Quoted from http://hbswk.hbs.edu/item.jhtml?id=5111&t=technology
I doubt if many companies would be able to do anything creative with their blogs if General Motors (GM) blog is any indicator. Recently GM has been in news for all the wrong reasons. I read a BBC news article that highlighted several problems:
“US carmaker General Motors is to cut 30,000 jobs in North America, in a restructuring that aims to save $2.5bn (£1.4bn) a year and revive the company …
To add to its woes, the firm warned earlier this month that it will have to restate its 2001 accounts after they were overstated by about $300m, while its accounts are also being investigated by the US Securities and Exchange Commission.”
Quoted from http://news.bbc.co.uk/1/hi/business/4457038.stm
If one looks at the corporate blog, there is not even a whiff of any such event and it doesn’t sound authentic. While I agree it is never going to be easy for a corporation to write about its financial mess, in not doing so, claims to authenticity and blogging are going to take a beating till the time blogs become completely mainstream and may that time never come.
In fact the same HBS article points to the following blog:
http://www.blogwriteforceos.com/
where following discussion seems very apt for GM
“Michael Wiley, GM’s Director of New Media and a member of the Fastlane blog team, left this comment on Dave Taylor’s Intuitive Life blog [scroll down to the third comment]:
“You’re right that blogging at GM is a balancing act of many different stories, stakeholders and approaches that constantly demands focus. We decided early on that the blog’s primary focus is on product, product development, vehicle design and quality. A vehicle company’s reason for existence is to sell cars, so the selling piece gets some attention, too. Corporate issues such as staffing levels [my edit: layoffs] and facility usage [er, factory shut-downs] are not the blog’s focus.”
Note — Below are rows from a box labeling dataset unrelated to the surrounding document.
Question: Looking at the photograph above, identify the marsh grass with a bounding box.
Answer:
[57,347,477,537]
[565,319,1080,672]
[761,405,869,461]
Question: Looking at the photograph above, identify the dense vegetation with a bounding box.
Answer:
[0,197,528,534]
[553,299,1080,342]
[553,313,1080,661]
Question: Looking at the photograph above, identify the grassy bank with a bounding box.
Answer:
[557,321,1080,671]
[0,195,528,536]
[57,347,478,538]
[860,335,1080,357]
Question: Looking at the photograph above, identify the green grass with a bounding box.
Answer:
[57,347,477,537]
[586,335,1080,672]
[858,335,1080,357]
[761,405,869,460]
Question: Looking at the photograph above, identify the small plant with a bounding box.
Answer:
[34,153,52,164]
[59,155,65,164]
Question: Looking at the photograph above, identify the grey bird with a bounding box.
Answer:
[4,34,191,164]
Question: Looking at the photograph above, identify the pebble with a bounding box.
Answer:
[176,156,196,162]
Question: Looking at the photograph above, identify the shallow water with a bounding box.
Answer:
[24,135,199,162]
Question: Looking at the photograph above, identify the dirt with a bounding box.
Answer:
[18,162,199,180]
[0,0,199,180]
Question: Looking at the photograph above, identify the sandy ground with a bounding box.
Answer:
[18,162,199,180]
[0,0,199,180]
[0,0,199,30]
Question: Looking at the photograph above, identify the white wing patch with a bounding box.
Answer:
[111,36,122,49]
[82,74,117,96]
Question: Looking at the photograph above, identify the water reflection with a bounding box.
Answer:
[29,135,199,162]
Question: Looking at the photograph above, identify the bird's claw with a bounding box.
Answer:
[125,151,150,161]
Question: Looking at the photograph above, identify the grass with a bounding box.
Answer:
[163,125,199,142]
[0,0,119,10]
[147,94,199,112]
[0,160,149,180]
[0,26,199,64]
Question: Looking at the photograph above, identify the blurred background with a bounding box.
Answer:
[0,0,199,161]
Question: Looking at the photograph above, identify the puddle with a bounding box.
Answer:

Michael, I know you well. It’s OK to use the word layoffs, really.
On the other hand… I just thought of this.
Michael is savvy enough to know that someone doing a fine-tooth combed search for “GM” and “lay-offs” on Google just might unearth the comment he left on Dave Taylor’s blog. And I suspect he’d rather his words not come up in that search result. No dumb bunny, he.
Weird and woolly…”
Quoted from http://www.blogwriteforceos.com/blogwrite/2005/11/more_on_whether.html
To sum it up, is this synthetic transparency?
“A group of students in “Advanced Organizational Communication” at Northeastern University are penning a blog along with their professor and they’ve come up with a new way of describing a corporate blog:
Synthetic transparency involves using blogs to give the impression of openness, honesty, and transparency but without really doing so.”
Quoted from http://www.blogwriteforceos.com/
I agree with the students and their professor from Northeastern University.